(copy of post to the electionscience list.)

I'd like to invite any interested in developing educational resources on election science to register on Wikiversity and participate in the School of Election Science. (Wikipedia accounts should work there if they've been linked as a Single Unified Login (SUL) account, but some people do register real name accounts on Wikiversity, it's far more like academia than Wikipedia.)

Wikiversity isn't like Wikipedia, the comparison would be between a university and an encyclopedia. On Wikipedia, there is a constant struggle for space in a page on a topic, there can be only one page, and Wikipedia mainspace does not allow subpages.

Wikiversity handles conflict, where users cannot agree, by forking. It is required that content be, overall, neutral, but individual pages can express opinions, and can be placed in a hierarchy for overall neutrality. Subpages may be used. Original research is allowed, even encouraged.

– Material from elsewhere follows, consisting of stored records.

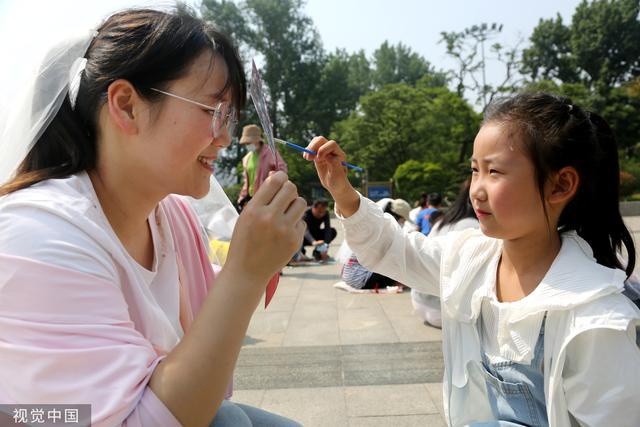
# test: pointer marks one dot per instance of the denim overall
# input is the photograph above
(516, 391)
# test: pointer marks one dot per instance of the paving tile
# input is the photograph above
(248, 397)
(387, 400)
(398, 421)
(411, 328)
(319, 407)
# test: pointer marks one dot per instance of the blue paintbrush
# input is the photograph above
(306, 150)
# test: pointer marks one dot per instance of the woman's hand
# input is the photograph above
(333, 175)
(269, 230)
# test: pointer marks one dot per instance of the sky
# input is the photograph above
(348, 24)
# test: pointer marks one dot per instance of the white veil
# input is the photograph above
(27, 106)
(42, 55)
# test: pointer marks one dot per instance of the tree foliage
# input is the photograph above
(400, 122)
(600, 47)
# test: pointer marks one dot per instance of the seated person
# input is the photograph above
(357, 276)
(319, 232)
(434, 200)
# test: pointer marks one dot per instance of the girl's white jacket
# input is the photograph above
(591, 358)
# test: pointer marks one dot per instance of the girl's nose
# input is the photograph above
(476, 190)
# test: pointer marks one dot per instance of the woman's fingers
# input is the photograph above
(296, 209)
(269, 188)
(284, 197)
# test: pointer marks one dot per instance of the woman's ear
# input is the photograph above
(123, 104)
(564, 186)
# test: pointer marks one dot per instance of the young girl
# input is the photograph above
(459, 216)
(536, 331)
(106, 293)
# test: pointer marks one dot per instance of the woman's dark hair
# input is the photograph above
(460, 209)
(557, 133)
(149, 48)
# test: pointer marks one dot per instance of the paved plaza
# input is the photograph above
(325, 357)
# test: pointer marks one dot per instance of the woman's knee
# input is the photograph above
(230, 415)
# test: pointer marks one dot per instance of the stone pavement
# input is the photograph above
(325, 357)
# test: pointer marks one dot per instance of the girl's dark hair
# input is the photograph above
(557, 133)
(149, 48)
(460, 209)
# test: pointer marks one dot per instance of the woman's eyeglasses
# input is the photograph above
(223, 116)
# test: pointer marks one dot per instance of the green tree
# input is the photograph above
(414, 177)
(600, 48)
(468, 49)
(399, 123)
(398, 64)
(549, 57)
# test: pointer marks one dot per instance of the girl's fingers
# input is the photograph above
(330, 151)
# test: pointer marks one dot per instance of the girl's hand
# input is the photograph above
(332, 174)
(269, 230)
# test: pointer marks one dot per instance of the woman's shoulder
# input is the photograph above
(72, 194)
(54, 222)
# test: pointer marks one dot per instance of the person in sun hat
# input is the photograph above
(257, 163)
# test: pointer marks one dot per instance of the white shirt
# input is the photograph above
(592, 362)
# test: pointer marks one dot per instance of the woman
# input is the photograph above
(106, 293)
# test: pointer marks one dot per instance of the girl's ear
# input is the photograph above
(123, 104)
(564, 186)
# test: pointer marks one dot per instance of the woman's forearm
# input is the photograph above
(192, 380)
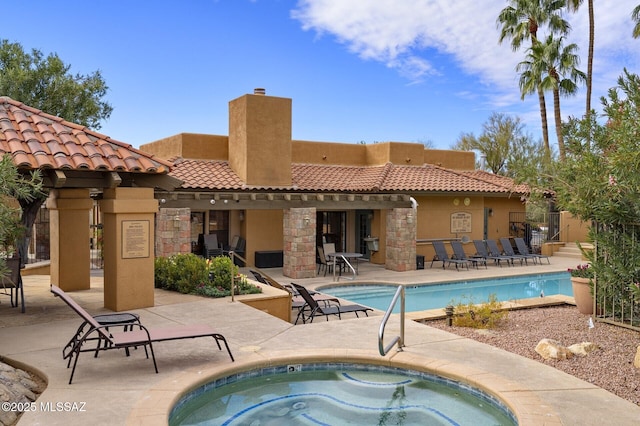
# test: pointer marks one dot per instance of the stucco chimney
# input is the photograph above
(260, 139)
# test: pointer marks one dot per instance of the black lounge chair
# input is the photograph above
(313, 309)
(492, 246)
(508, 250)
(521, 245)
(442, 256)
(458, 253)
(481, 250)
(138, 335)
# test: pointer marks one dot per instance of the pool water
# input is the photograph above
(434, 296)
(338, 394)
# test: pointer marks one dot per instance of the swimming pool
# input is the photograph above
(434, 296)
(337, 394)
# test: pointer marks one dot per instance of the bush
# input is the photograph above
(188, 273)
(180, 272)
(486, 315)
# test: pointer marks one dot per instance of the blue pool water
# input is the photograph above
(434, 296)
(338, 394)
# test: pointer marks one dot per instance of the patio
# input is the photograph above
(119, 390)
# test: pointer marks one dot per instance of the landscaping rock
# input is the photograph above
(552, 349)
(583, 348)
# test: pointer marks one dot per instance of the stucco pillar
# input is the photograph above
(401, 240)
(128, 217)
(299, 229)
(69, 212)
(173, 231)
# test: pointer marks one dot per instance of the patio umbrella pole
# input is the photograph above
(233, 279)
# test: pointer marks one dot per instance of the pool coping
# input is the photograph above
(156, 404)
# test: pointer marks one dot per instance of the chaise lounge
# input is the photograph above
(138, 335)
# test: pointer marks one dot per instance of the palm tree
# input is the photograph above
(575, 5)
(551, 66)
(635, 15)
(520, 21)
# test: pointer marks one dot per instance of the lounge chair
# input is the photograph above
(481, 250)
(442, 256)
(508, 250)
(13, 282)
(313, 309)
(458, 253)
(521, 245)
(492, 246)
(297, 301)
(138, 335)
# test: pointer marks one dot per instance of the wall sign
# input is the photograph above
(135, 239)
(460, 222)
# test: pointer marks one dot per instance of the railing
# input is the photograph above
(398, 339)
(335, 256)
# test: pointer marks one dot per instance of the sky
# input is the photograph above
(357, 70)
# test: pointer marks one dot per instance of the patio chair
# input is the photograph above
(492, 246)
(508, 250)
(458, 253)
(13, 283)
(521, 245)
(313, 309)
(442, 256)
(481, 250)
(211, 246)
(138, 335)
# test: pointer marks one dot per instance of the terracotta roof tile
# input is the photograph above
(218, 175)
(36, 140)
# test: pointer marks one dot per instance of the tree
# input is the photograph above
(575, 5)
(47, 84)
(635, 15)
(551, 66)
(520, 21)
(14, 187)
(504, 145)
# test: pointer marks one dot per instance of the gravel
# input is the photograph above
(610, 367)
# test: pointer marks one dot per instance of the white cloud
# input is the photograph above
(403, 33)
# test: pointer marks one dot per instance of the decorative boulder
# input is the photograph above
(583, 348)
(552, 349)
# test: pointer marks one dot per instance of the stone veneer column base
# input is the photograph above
(401, 240)
(299, 228)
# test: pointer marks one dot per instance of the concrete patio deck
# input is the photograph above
(119, 390)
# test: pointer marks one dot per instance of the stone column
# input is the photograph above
(173, 231)
(128, 247)
(299, 229)
(401, 240)
(69, 212)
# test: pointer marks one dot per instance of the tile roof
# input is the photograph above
(37, 140)
(218, 175)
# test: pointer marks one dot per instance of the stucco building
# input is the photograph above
(288, 195)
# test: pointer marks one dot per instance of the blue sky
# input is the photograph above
(357, 70)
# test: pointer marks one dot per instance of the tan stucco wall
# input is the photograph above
(260, 139)
(434, 219)
(265, 231)
(572, 229)
(457, 160)
(190, 145)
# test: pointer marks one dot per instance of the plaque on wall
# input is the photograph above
(135, 239)
(460, 222)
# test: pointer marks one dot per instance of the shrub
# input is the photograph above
(486, 315)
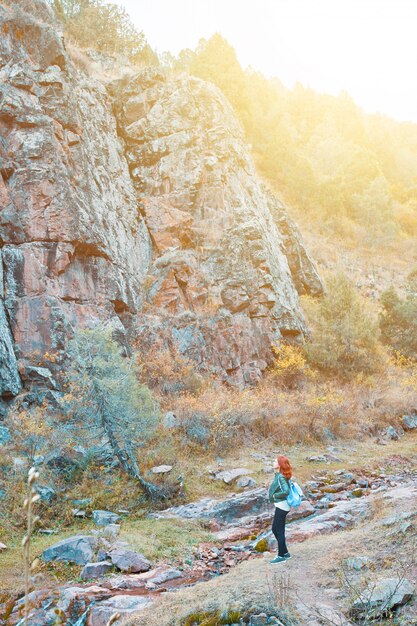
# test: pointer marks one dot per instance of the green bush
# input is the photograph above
(345, 335)
(106, 400)
(106, 27)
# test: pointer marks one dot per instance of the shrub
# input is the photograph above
(290, 365)
(106, 397)
(105, 27)
(345, 335)
(398, 318)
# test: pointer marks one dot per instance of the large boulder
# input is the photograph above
(127, 606)
(235, 507)
(409, 422)
(221, 258)
(129, 561)
(78, 549)
(103, 518)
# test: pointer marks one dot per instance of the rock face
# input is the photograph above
(74, 247)
(220, 272)
(156, 203)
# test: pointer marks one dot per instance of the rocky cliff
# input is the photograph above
(136, 202)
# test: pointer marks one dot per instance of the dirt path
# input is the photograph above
(309, 580)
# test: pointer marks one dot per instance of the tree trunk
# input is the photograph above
(125, 455)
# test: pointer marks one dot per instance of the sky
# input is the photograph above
(365, 47)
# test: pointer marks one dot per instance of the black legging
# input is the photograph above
(278, 528)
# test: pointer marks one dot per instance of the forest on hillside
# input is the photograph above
(350, 173)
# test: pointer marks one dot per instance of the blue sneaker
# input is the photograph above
(279, 559)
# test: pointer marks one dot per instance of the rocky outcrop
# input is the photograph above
(74, 247)
(220, 271)
(151, 216)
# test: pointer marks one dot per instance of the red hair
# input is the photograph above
(284, 466)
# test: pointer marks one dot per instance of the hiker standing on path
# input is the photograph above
(278, 492)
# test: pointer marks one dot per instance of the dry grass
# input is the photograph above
(312, 575)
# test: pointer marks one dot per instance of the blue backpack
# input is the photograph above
(295, 496)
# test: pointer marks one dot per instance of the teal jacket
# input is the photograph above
(279, 489)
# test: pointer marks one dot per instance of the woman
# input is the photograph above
(278, 493)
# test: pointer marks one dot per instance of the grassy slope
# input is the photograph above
(168, 540)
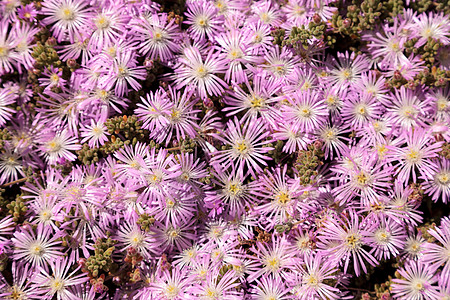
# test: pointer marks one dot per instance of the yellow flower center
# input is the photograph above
(283, 198)
(413, 156)
(256, 102)
(202, 22)
(242, 147)
(3, 51)
(362, 178)
(312, 280)
(202, 72)
(102, 22)
(57, 284)
(265, 17)
(353, 241)
(54, 78)
(346, 73)
(443, 178)
(172, 291)
(272, 263)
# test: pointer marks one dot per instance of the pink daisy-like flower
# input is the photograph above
(269, 287)
(158, 35)
(388, 45)
(181, 118)
(53, 78)
(247, 145)
(257, 100)
(417, 155)
(37, 248)
(56, 145)
(154, 110)
(204, 20)
(281, 195)
(7, 53)
(275, 259)
(201, 73)
(56, 282)
(6, 98)
(108, 26)
(361, 175)
(439, 186)
(347, 69)
(436, 255)
(27, 12)
(314, 273)
(124, 71)
(344, 239)
(408, 109)
(305, 110)
(418, 282)
(67, 17)
(431, 25)
(386, 238)
(95, 133)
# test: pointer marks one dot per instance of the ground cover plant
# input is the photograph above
(224, 149)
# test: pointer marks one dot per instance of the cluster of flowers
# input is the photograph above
(269, 164)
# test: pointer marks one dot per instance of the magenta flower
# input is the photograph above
(305, 110)
(418, 282)
(417, 155)
(247, 146)
(67, 17)
(203, 20)
(344, 240)
(57, 281)
(159, 36)
(38, 247)
(201, 73)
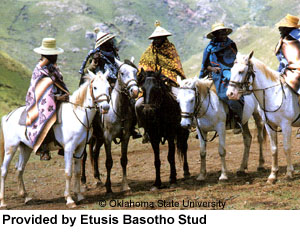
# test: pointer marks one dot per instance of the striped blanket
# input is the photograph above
(40, 104)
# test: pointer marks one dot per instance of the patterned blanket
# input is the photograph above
(40, 104)
(165, 57)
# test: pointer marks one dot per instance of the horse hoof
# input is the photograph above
(71, 205)
(289, 177)
(261, 169)
(173, 186)
(3, 206)
(126, 188)
(201, 177)
(271, 180)
(98, 184)
(154, 188)
(241, 173)
(83, 188)
(80, 197)
(187, 176)
(223, 178)
(27, 200)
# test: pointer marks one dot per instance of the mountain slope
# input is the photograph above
(14, 82)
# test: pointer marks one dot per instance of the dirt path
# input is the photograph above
(45, 181)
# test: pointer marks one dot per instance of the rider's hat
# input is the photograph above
(48, 47)
(216, 27)
(159, 31)
(289, 21)
(102, 37)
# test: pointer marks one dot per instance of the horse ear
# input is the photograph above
(119, 63)
(159, 72)
(179, 80)
(250, 55)
(91, 75)
(141, 77)
(106, 74)
(132, 59)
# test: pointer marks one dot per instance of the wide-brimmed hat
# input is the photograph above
(289, 21)
(159, 31)
(48, 47)
(102, 37)
(216, 27)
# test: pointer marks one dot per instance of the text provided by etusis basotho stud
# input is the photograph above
(105, 219)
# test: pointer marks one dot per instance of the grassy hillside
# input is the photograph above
(14, 82)
(24, 23)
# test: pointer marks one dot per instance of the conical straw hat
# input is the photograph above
(48, 47)
(216, 27)
(159, 31)
(102, 37)
(289, 21)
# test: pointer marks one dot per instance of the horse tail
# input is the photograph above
(1, 144)
(181, 144)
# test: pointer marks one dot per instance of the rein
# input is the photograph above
(89, 126)
(125, 87)
(198, 104)
(244, 87)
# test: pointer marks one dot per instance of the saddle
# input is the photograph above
(22, 120)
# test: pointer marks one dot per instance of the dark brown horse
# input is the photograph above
(160, 117)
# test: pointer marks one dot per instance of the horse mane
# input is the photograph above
(79, 95)
(128, 62)
(267, 71)
(203, 85)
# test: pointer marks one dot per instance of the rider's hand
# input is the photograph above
(216, 69)
(62, 98)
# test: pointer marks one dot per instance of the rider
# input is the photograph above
(102, 58)
(47, 89)
(161, 54)
(288, 53)
(218, 58)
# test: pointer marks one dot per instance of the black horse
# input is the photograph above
(160, 117)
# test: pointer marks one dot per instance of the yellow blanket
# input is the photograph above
(165, 57)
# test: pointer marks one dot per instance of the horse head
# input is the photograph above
(154, 90)
(99, 90)
(127, 77)
(241, 76)
(187, 96)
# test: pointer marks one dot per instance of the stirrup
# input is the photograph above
(298, 134)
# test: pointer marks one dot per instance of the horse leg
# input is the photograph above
(77, 166)
(287, 133)
(202, 175)
(171, 160)
(108, 164)
(260, 138)
(247, 139)
(94, 160)
(274, 150)
(222, 152)
(157, 163)
(124, 161)
(23, 159)
(68, 174)
(83, 175)
(9, 153)
(184, 136)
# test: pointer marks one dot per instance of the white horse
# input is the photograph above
(72, 133)
(277, 100)
(118, 121)
(198, 101)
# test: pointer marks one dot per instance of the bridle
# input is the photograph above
(195, 113)
(244, 87)
(125, 87)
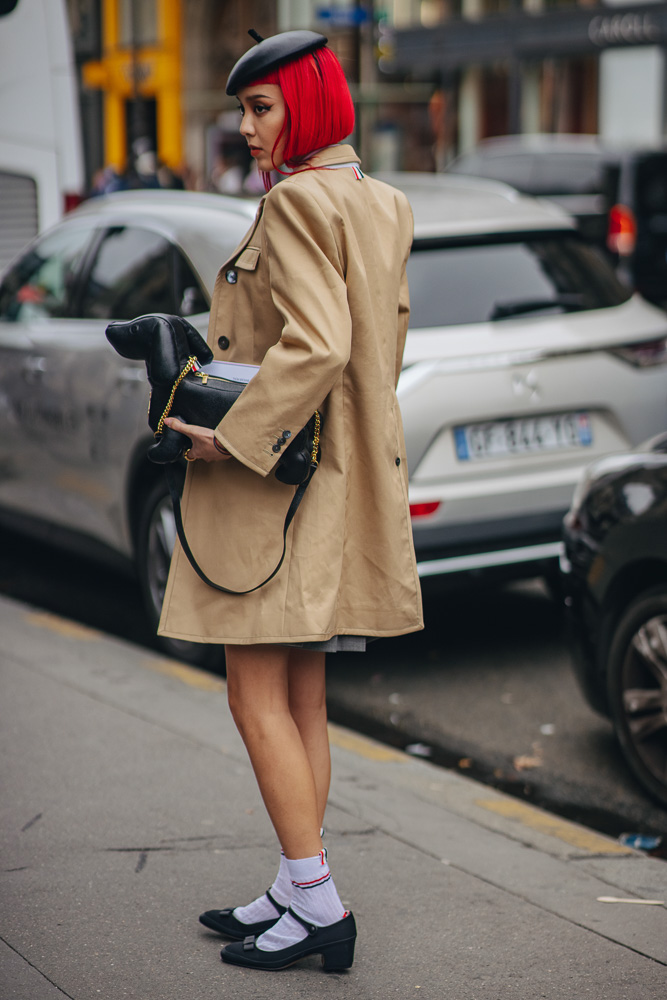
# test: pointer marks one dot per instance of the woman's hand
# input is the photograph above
(203, 441)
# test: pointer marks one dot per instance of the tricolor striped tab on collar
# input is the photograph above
(339, 166)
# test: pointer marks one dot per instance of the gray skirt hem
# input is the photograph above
(336, 644)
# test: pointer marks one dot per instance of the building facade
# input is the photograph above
(430, 78)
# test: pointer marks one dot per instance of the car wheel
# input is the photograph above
(637, 687)
(157, 535)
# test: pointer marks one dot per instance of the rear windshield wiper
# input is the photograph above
(518, 307)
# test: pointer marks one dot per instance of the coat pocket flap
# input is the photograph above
(248, 259)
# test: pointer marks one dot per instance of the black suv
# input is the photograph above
(619, 197)
(615, 578)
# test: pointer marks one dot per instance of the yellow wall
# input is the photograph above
(152, 71)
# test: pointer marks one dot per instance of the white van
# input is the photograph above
(41, 160)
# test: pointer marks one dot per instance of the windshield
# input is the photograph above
(494, 279)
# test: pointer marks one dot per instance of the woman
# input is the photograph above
(316, 293)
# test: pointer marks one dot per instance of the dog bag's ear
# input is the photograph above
(196, 343)
(132, 339)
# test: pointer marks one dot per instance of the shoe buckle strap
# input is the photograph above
(311, 928)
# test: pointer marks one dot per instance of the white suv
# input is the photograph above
(526, 359)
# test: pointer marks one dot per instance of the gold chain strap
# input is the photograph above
(192, 361)
(316, 439)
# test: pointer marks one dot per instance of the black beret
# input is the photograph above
(270, 53)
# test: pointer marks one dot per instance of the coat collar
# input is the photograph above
(330, 156)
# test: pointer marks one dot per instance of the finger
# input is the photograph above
(179, 425)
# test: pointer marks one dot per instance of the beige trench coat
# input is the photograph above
(316, 293)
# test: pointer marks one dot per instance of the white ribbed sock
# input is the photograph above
(261, 908)
(314, 898)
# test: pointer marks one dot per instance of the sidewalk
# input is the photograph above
(128, 806)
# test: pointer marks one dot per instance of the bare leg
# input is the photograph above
(307, 703)
(259, 699)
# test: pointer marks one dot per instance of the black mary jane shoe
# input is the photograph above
(335, 944)
(224, 922)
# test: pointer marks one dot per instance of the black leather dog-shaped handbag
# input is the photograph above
(177, 357)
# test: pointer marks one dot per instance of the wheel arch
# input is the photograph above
(628, 584)
(141, 478)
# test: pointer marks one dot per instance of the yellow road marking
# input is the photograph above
(188, 675)
(535, 819)
(363, 746)
(63, 626)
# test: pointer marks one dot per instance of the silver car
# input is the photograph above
(525, 360)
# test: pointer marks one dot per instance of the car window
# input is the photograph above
(454, 284)
(511, 168)
(651, 185)
(41, 284)
(131, 275)
(137, 271)
(567, 173)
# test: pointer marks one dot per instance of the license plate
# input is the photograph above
(500, 438)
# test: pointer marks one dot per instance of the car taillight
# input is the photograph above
(622, 230)
(645, 355)
(424, 509)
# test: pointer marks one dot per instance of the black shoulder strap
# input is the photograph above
(174, 483)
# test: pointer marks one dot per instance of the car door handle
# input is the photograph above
(33, 369)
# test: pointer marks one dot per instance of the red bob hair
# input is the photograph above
(318, 104)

As matters stand, Wikiversity is very small compared to Wikipedia; however, I (and some others) predict that Wikiversity could ultimately be much larger. Compare a university library with an encyclopedia!

It has been very difficult to make Wikipedia articles reflect what is well-known in the field of election science, because often what is well-known isn't found in sources that Wikipedia considers standard reliable source. A great deal of the development of election science took place on mailing lists, over the last twenty years.

Many new users on Wikipedia run into trouble because they want to discuss the topic. That's strongly discouraged on Wikipedia. It's part of the process on Wikiversity, just as students in seminars in a university are encouraged to discuss the subject.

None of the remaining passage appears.